Sault Ste Marie survived on the fur trade for many years. Then in the 1800’s the city took leaps forward. In 1822, Fort Brady was built.  Thirty years later, one of the Sault’s most famous attractions appeared. Although, Arbic said, the Soo locks of the mid-1800’s looked and operated differently than the ones tourists visit today. ” The first lock opened in 1855, and it was really, it was built by the state of Michigan, they charged tolls, uh, it was what’s called a tandem, a pair of locks really, now a days, ever since 1881, the locks is a single chamber, with a 20 ft lift, the first looks were two in tandem, with 10 ft lifts.”

But, Arbic said, the building boom of the 1800’s wasn’t done yet. in 1888, the railroad was built.  And that brought in tourists.”In the late 1800s folks that would run people down the rapids in a canoe. For some reason it seems to be mostly women that wanted to do it, that’s kind of interesting it, wearing hats and stuff, and here they are shooting the rapids with these two Native American river guides, taking them down the rapids, so, there were, there were those things; fishing and shooting the rapids.”

Sault Ste Marie had one more use for it’s precious river. In 1898, construction began on a hydroelectric power plant. Think of it as a sort of farewell to the 19th century. Work was completed in 1902, and the city began harnessing the power of the St Mary’s to light homes and businesses.
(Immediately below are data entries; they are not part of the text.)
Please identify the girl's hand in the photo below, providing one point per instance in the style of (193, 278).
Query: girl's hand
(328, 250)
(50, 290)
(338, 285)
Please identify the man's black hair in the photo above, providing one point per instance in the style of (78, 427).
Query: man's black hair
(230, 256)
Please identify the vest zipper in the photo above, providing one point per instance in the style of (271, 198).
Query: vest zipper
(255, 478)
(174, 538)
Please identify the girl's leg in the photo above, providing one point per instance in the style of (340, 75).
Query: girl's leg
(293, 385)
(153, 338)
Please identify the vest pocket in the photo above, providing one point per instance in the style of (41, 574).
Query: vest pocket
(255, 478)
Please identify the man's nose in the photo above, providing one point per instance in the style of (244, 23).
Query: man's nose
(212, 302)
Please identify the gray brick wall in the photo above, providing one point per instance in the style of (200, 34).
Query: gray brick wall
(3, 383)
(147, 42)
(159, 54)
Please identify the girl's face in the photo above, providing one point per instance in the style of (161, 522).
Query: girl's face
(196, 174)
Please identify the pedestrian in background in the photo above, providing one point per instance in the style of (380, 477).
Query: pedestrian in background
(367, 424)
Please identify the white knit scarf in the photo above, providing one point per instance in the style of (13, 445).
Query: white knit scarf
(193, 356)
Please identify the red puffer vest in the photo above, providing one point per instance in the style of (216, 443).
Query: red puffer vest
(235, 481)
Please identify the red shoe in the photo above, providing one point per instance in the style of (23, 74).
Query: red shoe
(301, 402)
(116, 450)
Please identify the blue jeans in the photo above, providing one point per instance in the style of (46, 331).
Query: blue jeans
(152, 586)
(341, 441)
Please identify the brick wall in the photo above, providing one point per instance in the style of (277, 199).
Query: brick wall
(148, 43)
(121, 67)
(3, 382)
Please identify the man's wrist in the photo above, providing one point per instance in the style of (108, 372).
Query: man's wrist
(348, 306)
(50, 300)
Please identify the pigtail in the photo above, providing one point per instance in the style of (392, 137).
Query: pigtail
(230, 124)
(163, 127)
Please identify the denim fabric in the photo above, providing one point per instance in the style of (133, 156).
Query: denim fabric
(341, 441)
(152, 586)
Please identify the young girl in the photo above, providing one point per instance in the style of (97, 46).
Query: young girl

Even today the plant produces power. 

Some of the notable industries in the Sault included Union Carbide and Northwestern Leather; both major employers for half a century. Fort Bradley was decommissioned; the property is now home to Lake Superior State University. In 1962 the International Bridge opened, linking Sault Ste Marie Michigan with its Ontario sister-city. 

Time has changed the city, but the river has provided consistency.  It is Sault Ste Marie’s past, present and undoubtedly it’s future.